Thanks in advance for the help.


----------



## dxqcanada (Feb 6, 2010)

When you were using the Sigma ... did you keep the lens at 300mm or were you frequently changing focal lengths ?


----------



## Derrel (Feb 6, 2010)

Nikon's 300 2.8 AF-S lenses focus very rapidly. Not sure how you have the AF system set up, but many people find that using more than one AF point helps the Nikon AF system to follow moving subjects better, since there are more data points than just "one" point. I have the older 300/2.8 Mark II, the last model with the aperture ring, and the lightweight magnesium barrel; that lens is a very fast focuser. It was made just before the VR model hit the streets. Right now, 70-200 VR I's are going for $1200 used, so lots of those are hitting the market now that there is a VR-II model.

Most of my nighttime sports have been prep soccer, played under atrociously poor lights, and for that the 200 f/2 has been a good lens.

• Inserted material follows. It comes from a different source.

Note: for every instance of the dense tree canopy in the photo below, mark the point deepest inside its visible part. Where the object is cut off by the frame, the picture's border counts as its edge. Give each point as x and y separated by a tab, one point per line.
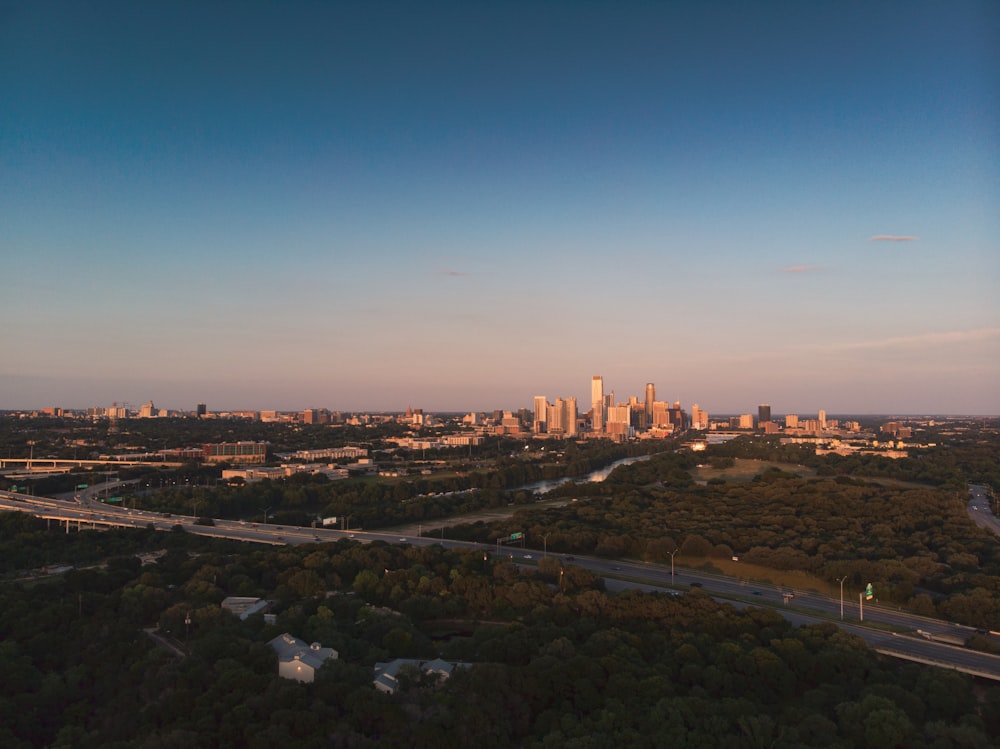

It can be used full-field, and the f/2 aperture gathers double the amount of light as the 300/2.8 AND with the front-mounted FUNC button programmed to switch the camera from FF to the 2.0x FOV crop, the Nikon you have would give you superb lens quality at 200mm, and then also an in-camera equivalent field of view of a 400mm ,yet still with f/2 focusing accuracy--all with just one push of the FUNC button to swich back and forth between FF and High-Speeded Crop mode. A 300mm lens is *tight* when action comes toward your camera position if you are on the sidelines, but it's great if you are farther away. It's too bad Nikon does not make a pro-capable 60-250mm f/2.8 lens or something similar, for sports/action uses.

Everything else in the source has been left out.